Матерь Египет, наша общая матерь Египет! Как великолепно было твое облачение, как сверкали твои богатства, о мать! И все яркие цвета Африки и все прелести английской весны сочетались в тебе. Ты всегда красива, матерь. Красивы даже твоя нищета, твое унижение, твой грех. Ты, однако же, была полудикой, когда началось создание твоей нации. Самые твои болезни экзотичны и красивы. Матерь Египет! Матерь Египет! Я не ожидал, что ты будешь так красива. L’histoire est un perpetuel recommencement[327]. Греки поняли это. Даже боги должны подчиняться судьбе.
Карфаген открывает другой глаз — и перед ним предстает Европа, восхитительная и пышная. Сладкая Европа, от пажитей Украины до яблонь Кента, сосновые леса Лапландии, оливковые рощи Греции и Испании, богатые города римлян. И Карфаген подмигивает и усмехается, и золотой, могущественный, пробуждающийся Карфаген обнажает острые зубы и облизывает алые губы, и его жаркое дыхание смердит розами. Карфаген готовится пировать. Скоро всех нас заставят замолчать. Нас запугают и подкупят, мы станем бесконечно пассивными, мы превратимся в домашнюю скотину Карфагена. Тогда Карфагену больше не понадобится оружие. Ему не понадобится охотиться. Великий Карфаген сделается банкиром и станет кормить коров и цыплят по выходным, он превратится в крупного землевладельца и будет зваться Коллинзом, или Картером, или Грином, или каким-нибудь другим почтенным английским именем. Этот хитрый варварский Карфаген поработит нас так, что мы ничего не заметим. Того, кто обнаруживает какие-то отблески истины, кто пытается поведать о нашем неминуемом завоевании и унижении, — его в лучшем случае избегают, считая сумасшедшим, а в худшем — убивают как истинного мученика, чтобы преподать остальным урок: никогда не произносить вслух, что наши души уже заложены сатане.
Я записал это meo periculo[328] — на свой страх и риск, но я хорошо знаю, что публика, вероятно, ничего из моих записей не увидит. Карфаген завоевал не только наши тела, но и наши умы. Он добился преимущества, воспользовавшись изоляцией англичан.

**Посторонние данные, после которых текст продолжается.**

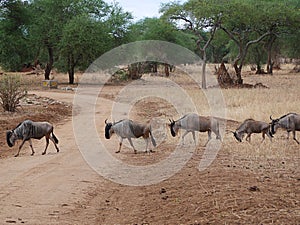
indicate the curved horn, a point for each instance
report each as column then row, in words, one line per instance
column 230, row 131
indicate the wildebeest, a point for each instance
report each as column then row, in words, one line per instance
column 250, row 126
column 29, row 129
column 129, row 129
column 289, row 122
column 193, row 122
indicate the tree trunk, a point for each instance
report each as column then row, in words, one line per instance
column 50, row 63
column 269, row 49
column 71, row 69
column 204, row 70
column 167, row 71
column 238, row 72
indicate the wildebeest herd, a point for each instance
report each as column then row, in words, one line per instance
column 128, row 129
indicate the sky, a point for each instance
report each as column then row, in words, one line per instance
column 141, row 8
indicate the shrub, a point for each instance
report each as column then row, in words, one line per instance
column 11, row 92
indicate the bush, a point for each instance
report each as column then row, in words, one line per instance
column 11, row 92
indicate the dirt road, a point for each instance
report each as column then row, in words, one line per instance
column 37, row 189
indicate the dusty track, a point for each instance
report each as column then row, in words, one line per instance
column 37, row 189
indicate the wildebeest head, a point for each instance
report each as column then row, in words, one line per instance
column 274, row 125
column 108, row 130
column 174, row 129
column 10, row 138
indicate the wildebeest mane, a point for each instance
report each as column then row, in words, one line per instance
column 8, row 135
column 107, row 128
column 287, row 115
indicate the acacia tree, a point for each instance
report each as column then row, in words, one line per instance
column 14, row 22
column 197, row 16
column 241, row 25
column 283, row 17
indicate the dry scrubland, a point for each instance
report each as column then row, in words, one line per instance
column 247, row 183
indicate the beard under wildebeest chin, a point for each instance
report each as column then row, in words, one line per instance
column 237, row 137
column 8, row 138
column 107, row 130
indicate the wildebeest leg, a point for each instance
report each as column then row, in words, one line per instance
column 130, row 141
column 209, row 137
column 248, row 138
column 194, row 137
column 21, row 145
column 294, row 137
column 269, row 135
column 47, row 143
column 30, row 143
column 185, row 133
column 120, row 144
column 147, row 142
column 52, row 139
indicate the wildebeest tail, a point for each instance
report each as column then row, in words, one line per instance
column 152, row 138
column 270, row 133
column 8, row 134
column 55, row 138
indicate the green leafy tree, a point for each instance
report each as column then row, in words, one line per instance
column 197, row 17
column 83, row 40
column 11, row 92
column 14, row 45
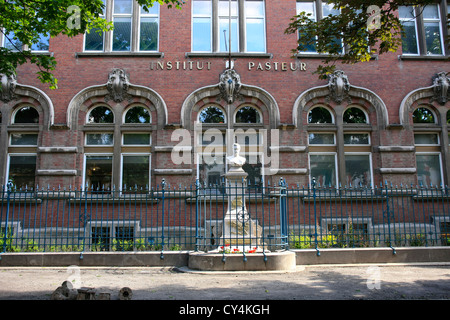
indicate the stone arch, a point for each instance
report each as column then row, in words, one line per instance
column 98, row 93
column 248, row 95
column 351, row 95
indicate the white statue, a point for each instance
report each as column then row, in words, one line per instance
column 236, row 160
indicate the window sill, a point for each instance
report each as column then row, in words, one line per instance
column 423, row 57
column 127, row 54
column 226, row 55
column 325, row 56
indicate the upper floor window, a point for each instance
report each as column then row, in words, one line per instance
column 100, row 115
column 316, row 11
column 26, row 115
column 422, row 30
column 135, row 29
column 11, row 42
column 228, row 25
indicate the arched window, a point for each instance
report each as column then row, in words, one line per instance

Теперь никто не позволит мне открыть правду, потому что все вокруг наслаждаются моим унижением. Они видят великого человека, которого оскорбили и уничтожили. Так сказал Бишоп миссис Корнелиус. Подобно Авдию[329] из рассказа, я научился всему, что знаю, в страданиях и путешествиях, в интеллектуальной изоляции. В отличие от его создателя Штифтера, я не вижу особенного благородства в страданиях Авдия, в его одиночестве или даже в его путешествиях. Я никогда не искал ничего подобного. Но в то же время меня не могли сбить с курса ничьи угрозы. Когда-то я думал, что обречен блуждать до Судного дня, обречен говорить правду, оставаясь неуслышанным.

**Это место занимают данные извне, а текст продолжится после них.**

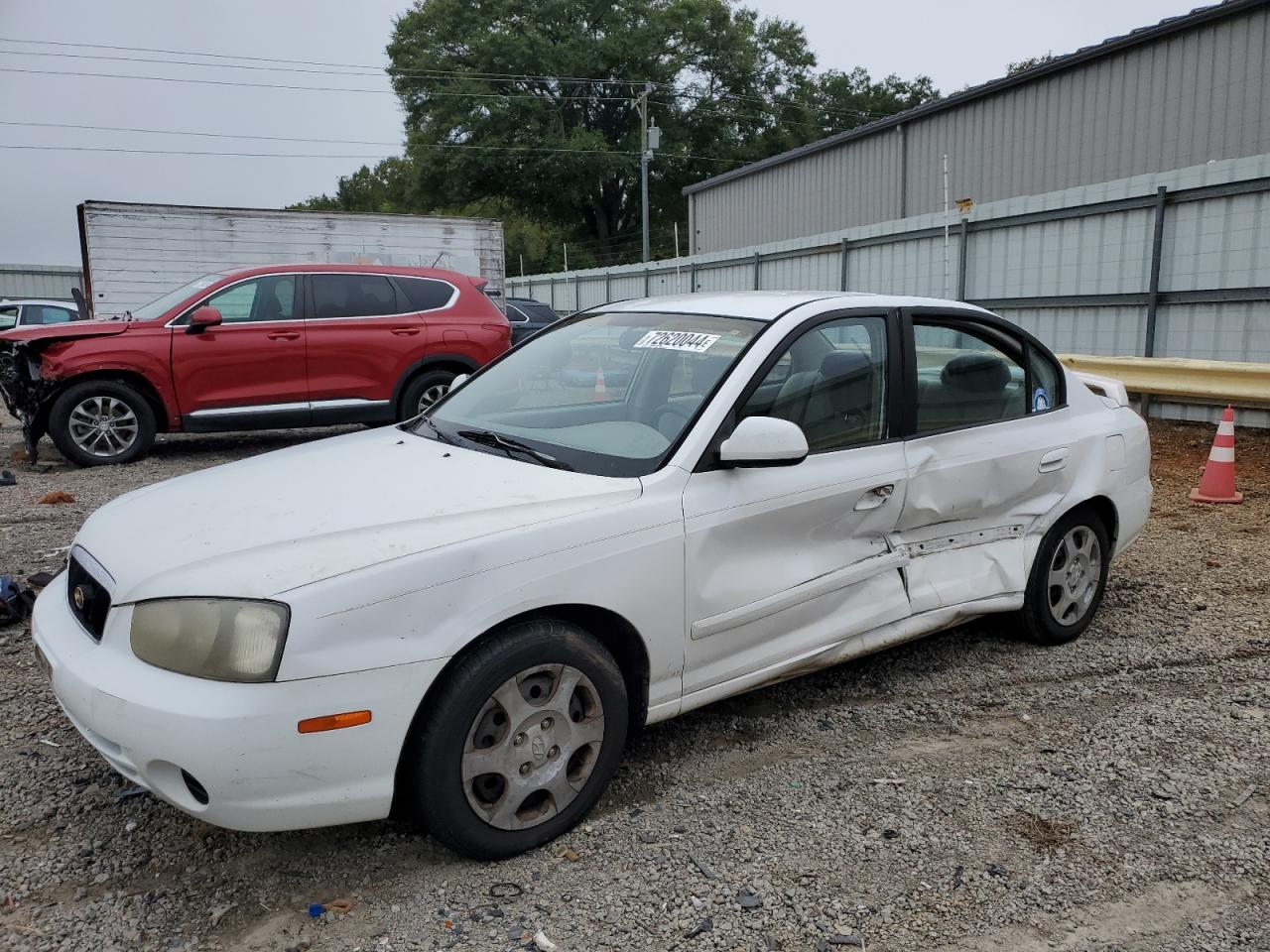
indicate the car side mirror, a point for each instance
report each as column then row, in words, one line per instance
column 763, row 440
column 202, row 318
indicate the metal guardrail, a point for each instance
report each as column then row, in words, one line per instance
column 1183, row 379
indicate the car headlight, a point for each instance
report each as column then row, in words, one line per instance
column 211, row 638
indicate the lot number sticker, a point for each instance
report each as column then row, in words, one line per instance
column 677, row 340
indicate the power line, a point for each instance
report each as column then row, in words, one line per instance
column 363, row 158
column 190, row 132
column 674, row 89
column 304, row 62
column 312, row 89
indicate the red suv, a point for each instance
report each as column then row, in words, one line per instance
column 285, row 345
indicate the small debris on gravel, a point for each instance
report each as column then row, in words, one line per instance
column 1156, row 696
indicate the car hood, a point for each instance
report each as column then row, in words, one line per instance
column 53, row 333
column 264, row 526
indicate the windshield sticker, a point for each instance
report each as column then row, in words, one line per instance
column 677, row 340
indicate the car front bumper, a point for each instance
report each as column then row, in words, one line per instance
column 239, row 743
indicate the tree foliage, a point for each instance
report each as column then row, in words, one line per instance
column 1024, row 64
column 530, row 107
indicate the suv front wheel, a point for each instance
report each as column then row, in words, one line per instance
column 102, row 421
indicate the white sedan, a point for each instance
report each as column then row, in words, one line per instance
column 645, row 508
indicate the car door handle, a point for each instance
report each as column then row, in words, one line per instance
column 875, row 497
column 1055, row 460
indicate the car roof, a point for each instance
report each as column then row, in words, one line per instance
column 403, row 270
column 770, row 304
column 51, row 302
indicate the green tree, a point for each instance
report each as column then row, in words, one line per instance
column 530, row 107
column 1024, row 64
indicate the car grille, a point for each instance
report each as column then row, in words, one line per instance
column 87, row 599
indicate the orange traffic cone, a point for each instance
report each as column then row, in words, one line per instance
column 1216, row 484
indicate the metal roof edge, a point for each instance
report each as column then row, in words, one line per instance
column 1143, row 35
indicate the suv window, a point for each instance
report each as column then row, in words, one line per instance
column 268, row 298
column 832, row 382
column 352, row 296
column 426, row 294
column 962, row 380
column 48, row 313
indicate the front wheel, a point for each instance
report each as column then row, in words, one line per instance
column 423, row 391
column 1067, row 579
column 518, row 743
column 102, row 421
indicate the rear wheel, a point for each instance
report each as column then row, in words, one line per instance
column 518, row 743
column 423, row 391
column 1067, row 580
column 102, row 421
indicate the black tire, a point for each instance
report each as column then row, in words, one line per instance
column 136, row 430
column 435, row 791
column 413, row 397
column 1038, row 616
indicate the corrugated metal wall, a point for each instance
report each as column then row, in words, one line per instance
column 139, row 252
column 1180, row 100
column 50, row 281
column 1074, row 267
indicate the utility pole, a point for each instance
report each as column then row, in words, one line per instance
column 649, row 140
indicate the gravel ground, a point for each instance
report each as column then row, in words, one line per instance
column 961, row 792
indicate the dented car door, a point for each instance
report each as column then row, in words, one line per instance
column 786, row 562
column 991, row 452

Мы должны жить в гармонии с природой. Я готов предоставить все необходимые средства для этого. Боги научились сосуществовать с хаотичной Природой. Это знал Тик[330], знали все великие немецкие сочинители. Нам нужно использовать все возможные средства, чтобы жить в соответствии с природой, не пытаясь перебороть ее! Мои летающие города позволят природе существовать без нашего вмешательства и все же оставаться на прежнем месте, чтобы мы могли наслаждаться ею всякий раз, когда только пожелаем.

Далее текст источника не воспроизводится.